Only a certain kind of player chooses to go to San Antonio and subordinate himself for a greater cause when he could go anywhere and be anything. Knowing that, the Spurs need to accept him for who he is and help him in ways much different than the ego-boosting other superstars need.

Unfortunately for Aldridge, it just so happened that upon reaching the NBA's final four for the first time in his career with Popovich's considerable guidance, Leonard's ankle injuries thrust him into a starring role.

And that's just not good for him.

Some would view it as a golden opportunity. But if you look at Aldridge's track record, you know that he's not that guy. He wants comfort zone over prime time. Even though he played well in San Antonio's Game 6 clincher at Houston, that was a uniquely pressure-free run with Leonard's ankle being saved for a potential Game 7 back home.

With Leonard back in the lineup, Aldridge played well in Game 1 at Golden State before becoming a big part of the turnover-filled collapse after Leonard got hurt. In the Warriors' Game 2 romp, the story wasn't that Aldridge was overwhelmed by Golden State's defensive attention, it was that Aldridge gave up before he even saw it because he skittishly assumed it was coming.

"I kind of threw off the offensive rhythm not taking my shots, and I kind of got lost in the flow of just standing around," he said.

The guy does care. You could see his disappointment in himself even before Danny Green shot a couple of mandatory gazes his way when Aldridge failed to provide proper help defense on Stephen Curry's back-breaking layup late in Game 1. When Aldridge fails to get back in transition defense, it's often because he's too deep in his own head making sure he matches up with a shooter on the perimeter, per the scouting report.

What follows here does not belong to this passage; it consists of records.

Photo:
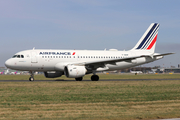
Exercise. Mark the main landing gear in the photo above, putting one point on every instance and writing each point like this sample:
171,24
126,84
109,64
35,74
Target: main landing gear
32,76
93,78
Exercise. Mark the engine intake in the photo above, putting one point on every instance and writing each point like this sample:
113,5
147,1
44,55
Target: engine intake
73,71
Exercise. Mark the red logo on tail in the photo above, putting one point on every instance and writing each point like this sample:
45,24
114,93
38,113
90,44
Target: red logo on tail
74,53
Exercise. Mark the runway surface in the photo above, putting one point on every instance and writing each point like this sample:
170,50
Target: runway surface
83,80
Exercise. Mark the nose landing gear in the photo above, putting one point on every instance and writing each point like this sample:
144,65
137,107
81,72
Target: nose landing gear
32,76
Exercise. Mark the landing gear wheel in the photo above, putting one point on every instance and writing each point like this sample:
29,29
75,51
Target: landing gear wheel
79,79
94,77
31,79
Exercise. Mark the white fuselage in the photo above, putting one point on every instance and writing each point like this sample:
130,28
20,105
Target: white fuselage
56,60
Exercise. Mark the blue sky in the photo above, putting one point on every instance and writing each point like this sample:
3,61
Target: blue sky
88,24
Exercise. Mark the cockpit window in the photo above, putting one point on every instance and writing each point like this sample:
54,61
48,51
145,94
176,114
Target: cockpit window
18,56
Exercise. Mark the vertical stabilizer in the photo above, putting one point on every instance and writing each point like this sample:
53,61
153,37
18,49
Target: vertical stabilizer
147,42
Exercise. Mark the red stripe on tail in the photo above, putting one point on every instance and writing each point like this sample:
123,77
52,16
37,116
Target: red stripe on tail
152,43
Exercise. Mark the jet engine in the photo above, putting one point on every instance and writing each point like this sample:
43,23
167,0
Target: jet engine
53,74
73,71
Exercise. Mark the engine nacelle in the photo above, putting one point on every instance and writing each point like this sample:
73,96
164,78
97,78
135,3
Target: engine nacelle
73,71
53,74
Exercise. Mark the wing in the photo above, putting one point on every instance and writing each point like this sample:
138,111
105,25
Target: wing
93,65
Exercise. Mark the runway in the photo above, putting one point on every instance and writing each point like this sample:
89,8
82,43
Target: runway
59,80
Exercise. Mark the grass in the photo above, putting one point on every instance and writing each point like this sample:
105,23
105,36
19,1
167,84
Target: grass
101,76
108,100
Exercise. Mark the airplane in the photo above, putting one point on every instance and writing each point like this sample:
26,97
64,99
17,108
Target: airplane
136,72
1,73
78,63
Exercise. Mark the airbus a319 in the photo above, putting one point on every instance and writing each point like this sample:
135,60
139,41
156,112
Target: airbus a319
78,63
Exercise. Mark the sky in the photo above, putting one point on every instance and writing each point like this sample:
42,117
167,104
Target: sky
88,25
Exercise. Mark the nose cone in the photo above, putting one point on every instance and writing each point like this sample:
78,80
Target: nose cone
8,63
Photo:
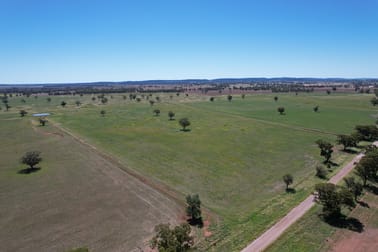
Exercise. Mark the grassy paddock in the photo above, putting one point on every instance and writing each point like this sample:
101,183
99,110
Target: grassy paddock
234,155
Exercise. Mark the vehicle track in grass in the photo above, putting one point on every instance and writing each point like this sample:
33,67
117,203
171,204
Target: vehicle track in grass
273,233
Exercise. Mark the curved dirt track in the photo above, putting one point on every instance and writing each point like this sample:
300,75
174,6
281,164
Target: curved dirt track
272,234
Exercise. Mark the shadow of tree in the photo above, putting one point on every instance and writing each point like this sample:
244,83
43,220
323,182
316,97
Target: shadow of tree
363,204
196,222
342,221
350,151
291,190
29,170
372,189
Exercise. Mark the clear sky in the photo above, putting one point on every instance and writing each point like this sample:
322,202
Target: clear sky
112,40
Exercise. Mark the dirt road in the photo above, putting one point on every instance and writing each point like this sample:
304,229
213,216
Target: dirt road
272,234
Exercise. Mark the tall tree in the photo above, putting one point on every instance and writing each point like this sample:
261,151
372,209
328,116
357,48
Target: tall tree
332,198
177,239
288,180
23,113
281,110
325,149
184,122
347,141
31,158
171,114
193,208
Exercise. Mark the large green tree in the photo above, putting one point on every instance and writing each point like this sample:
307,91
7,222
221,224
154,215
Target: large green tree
288,180
184,122
332,198
367,168
325,149
31,158
193,209
177,239
347,141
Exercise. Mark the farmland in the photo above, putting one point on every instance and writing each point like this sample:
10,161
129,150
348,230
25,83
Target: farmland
233,156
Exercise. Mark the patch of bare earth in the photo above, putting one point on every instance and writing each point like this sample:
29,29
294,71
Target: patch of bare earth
77,199
344,240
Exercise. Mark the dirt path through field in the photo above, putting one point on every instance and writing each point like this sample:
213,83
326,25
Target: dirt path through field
272,234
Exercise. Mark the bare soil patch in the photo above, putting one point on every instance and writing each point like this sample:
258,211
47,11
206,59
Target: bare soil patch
76,199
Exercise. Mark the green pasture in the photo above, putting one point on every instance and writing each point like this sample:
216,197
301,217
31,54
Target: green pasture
234,155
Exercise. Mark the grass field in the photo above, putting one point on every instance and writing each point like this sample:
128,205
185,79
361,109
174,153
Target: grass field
76,199
234,155
310,233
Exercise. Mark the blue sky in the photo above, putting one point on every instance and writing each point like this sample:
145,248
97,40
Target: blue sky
45,41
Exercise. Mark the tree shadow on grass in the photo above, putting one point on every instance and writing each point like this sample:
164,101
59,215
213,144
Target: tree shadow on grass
29,170
342,221
350,151
363,204
196,222
291,190
372,189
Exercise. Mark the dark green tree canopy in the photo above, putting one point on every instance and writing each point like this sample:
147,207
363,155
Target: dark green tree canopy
288,179
347,141
177,239
184,122
31,158
193,209
171,114
325,149
332,198
281,110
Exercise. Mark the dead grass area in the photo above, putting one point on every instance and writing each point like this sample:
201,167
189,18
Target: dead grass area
76,199
344,240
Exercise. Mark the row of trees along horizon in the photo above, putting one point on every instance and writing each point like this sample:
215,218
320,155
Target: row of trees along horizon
331,197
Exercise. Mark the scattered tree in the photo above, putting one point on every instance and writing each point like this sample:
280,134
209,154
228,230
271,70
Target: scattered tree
325,149
374,101
31,158
42,121
104,100
171,115
193,209
332,198
23,113
177,239
157,112
367,168
288,180
347,141
281,110
367,132
184,122
321,172
354,186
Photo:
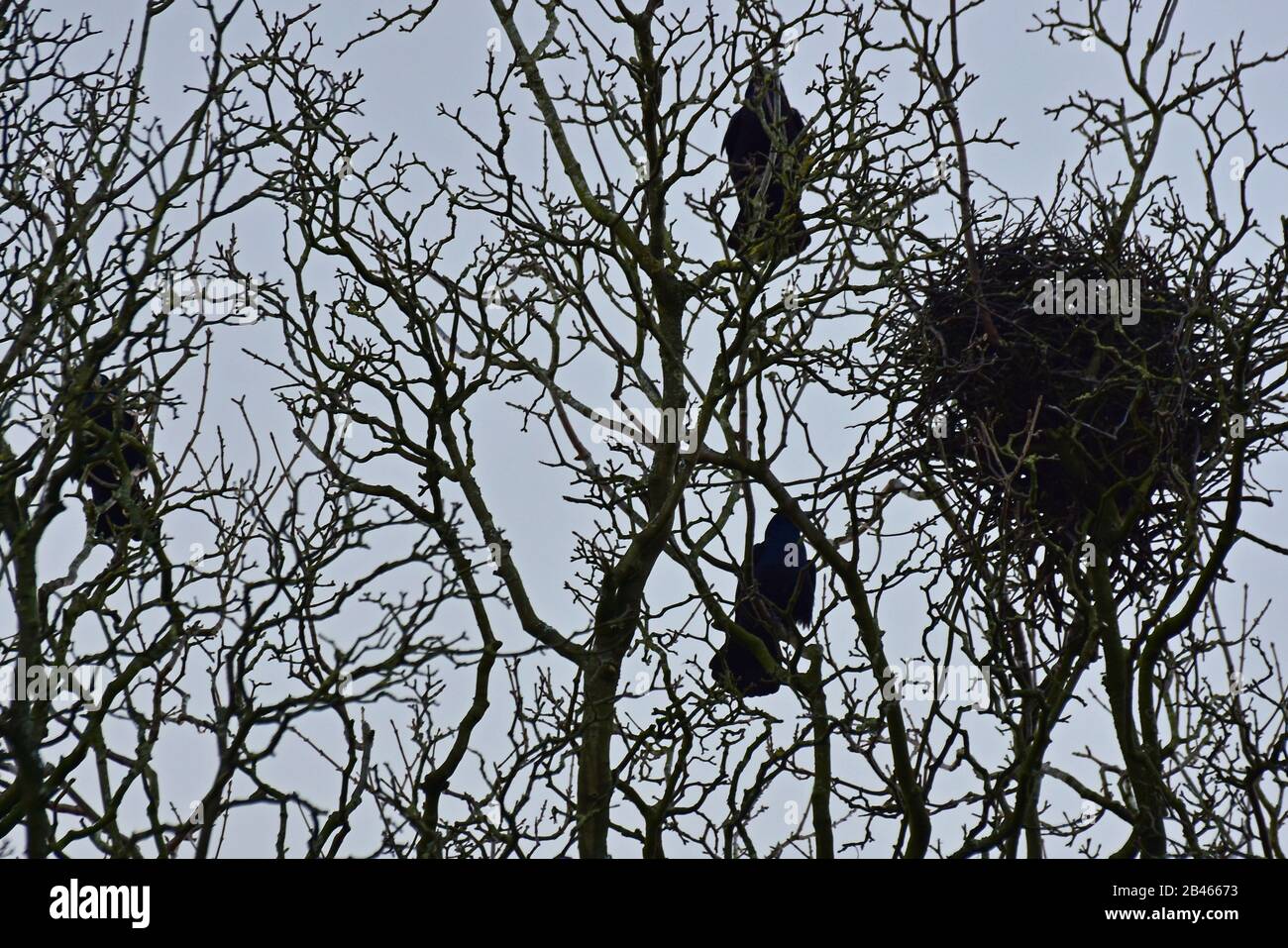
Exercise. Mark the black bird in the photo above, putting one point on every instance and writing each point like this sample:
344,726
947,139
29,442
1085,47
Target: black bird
764,176
781,592
110,449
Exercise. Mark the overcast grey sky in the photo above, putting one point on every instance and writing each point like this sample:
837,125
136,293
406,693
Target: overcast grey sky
443,62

Aldridge is the type who will sometimes go through the motions, but he's also the type who will hurt the team by trying to fit in more than trying to be the best he can be.

His teammates have implored him to be more aggressive all season, not just this week. So as striking as Popovich's characterization that Aldridge was "timid" in Game 2 was, it's nothing new to this team.

In truth, he's a guy who has to get knocked down first (Game 2) before he realizes he has to fight harder (Game 3).

"Last game it definitely worked to their advantage with me getting passive," Aldridge said Thursday. "Our next game, I won't do that."

Yet by being the guy who doesn't hit first, Aldridge has ensured the Spurs are in this Game 3 predicament that Pau Gasol described as "If you lose, you know you're pretty much out."

At least Popovich will have had three days off to craft a slightly more Portland-like offensive structure for Aldridge in case Leonard again doesn't play. And it should be much easier to stay poised with the support of a home crowd, in front of which Aldridge shot 49.7 percent this season (as opposed to the 46.1 percent he shot in the road.

Aldridge should play better, but let's be clear: He's not going to save this series or this season for the Spurs.

If he was, he wouldn't be playing in an arena where his uniform number hangs in honor of another player.

If he was, he wouldn't be in San Antonio in the first place.